Aunque en los tiempos que corren, el oficialismo parece más preocupado por el acercamiento del peronismo y la Iglesia católica. Aunque los obispos reunidos esta semana en Pilar se esforzaron por aclarar que su misión no debe ser emparentada con la de un partido político, lo cierto es que ya hubo gestos que para algunos abonaron esa teoría y que provocaron opiniones dispares entre los obispos argentinos.

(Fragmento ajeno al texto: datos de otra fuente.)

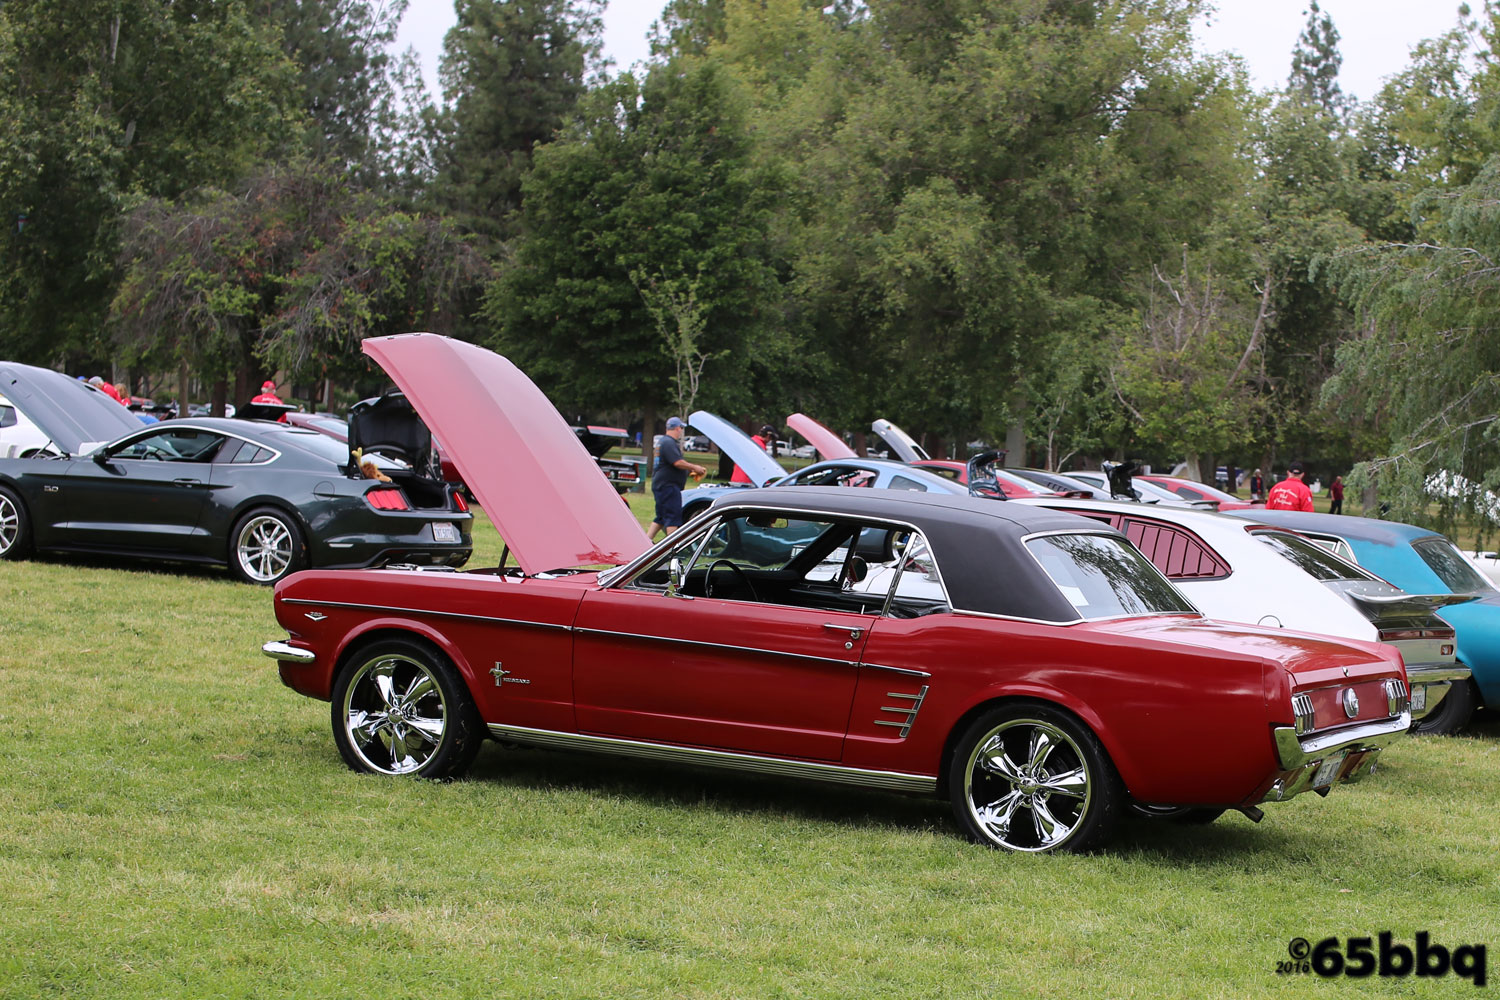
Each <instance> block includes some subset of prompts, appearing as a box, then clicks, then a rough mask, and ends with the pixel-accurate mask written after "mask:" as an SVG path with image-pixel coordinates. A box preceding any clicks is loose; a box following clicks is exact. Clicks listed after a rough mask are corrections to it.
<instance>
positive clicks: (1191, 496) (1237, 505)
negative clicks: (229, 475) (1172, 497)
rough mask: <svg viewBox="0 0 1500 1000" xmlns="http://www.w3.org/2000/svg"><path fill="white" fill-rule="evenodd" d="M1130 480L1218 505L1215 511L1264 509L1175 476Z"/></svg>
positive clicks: (1178, 494)
mask: <svg viewBox="0 0 1500 1000" xmlns="http://www.w3.org/2000/svg"><path fill="white" fill-rule="evenodd" d="M1133 478H1137V480H1146V481H1148V483H1155V484H1157V486H1160V487H1163V489H1167V490H1172V492H1173V493H1176V495H1178V496H1181V498H1182V499H1185V501H1200V502H1202V501H1212V502H1215V504H1218V507H1217V508H1215V510H1248V508H1251V507H1265V504H1251V502H1250V501H1242V499H1241V498H1238V496H1235V495H1233V493H1226V492H1224V490H1221V489H1215V487H1212V486H1208V484H1205V483H1194V481H1193V480H1181V478H1178V477H1176V475H1136V477H1133Z"/></svg>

En este escenario, tiene una fuerte incidencia la relación que el Papa argentino mantiene desde hace años con los sindicalistas. La misa oficiada frente a la Basílica de Luján que bendijo a la familia Moyano no fue un error atribuido solamente a monseñor Agustín Radrizzani. Y ahora que la CGT dialoguista negoció con el Gobierno el bono de $5.000 para fin de año, la Multisectorial 21F –más cercana al Vaticano- salió a advertir que no debe suspenderse el paro general por ese motivo.
Dentro del Gobierno, en tanto, la instalación de la mesa de diálogo con la CGT, la Unión Industrial y la CAME significó un fuerte posicionamiento del ministro de la Producción, Dante Sica, en detrimento de otros funcionarios que lucen más desgastados, como el secretario de Trabajo, Jorge Triaca, quien debió afrontar rumores de salida del Gabinete, desmentidos con un sugestivo “por ahora” por el propio Sica.
Pero la modalidad elegida para compensar la pérdida de poder adquisitivo de los trabajadores, frente a la espiral inflacionaria que carcome los salarios, trasladó al sector privado una parte del ajuste macroeconómico y abre serias dudas sobre la capacidad de los estados provinciales y municipales para hacerle frente a una erogación de ese tipo a fin de año. El Gobierno nacional ya negocia en ese sentido la reapertura de la paritaria con la UPCN de Andrés Rodríguez.
El Gobierno avanzó con el bono compensador a sabiendas de que la conflictividad sindical se incrementará en las últimas semanas de 2018. Por eso llamó la atención que –en forma paralela- no interviniera en el conflicto de los gremios aeronáuticos que paralizó el tráfico aéreo nacional el último jueves.
Así como en el plano deportivo sucede con el Boca-River que pone al país con los pelos de punta. El duelo Macri-Cristina puede ser el superclásico que le espera a la Argentina, salvo que la ex presidenta decida suspender el partido.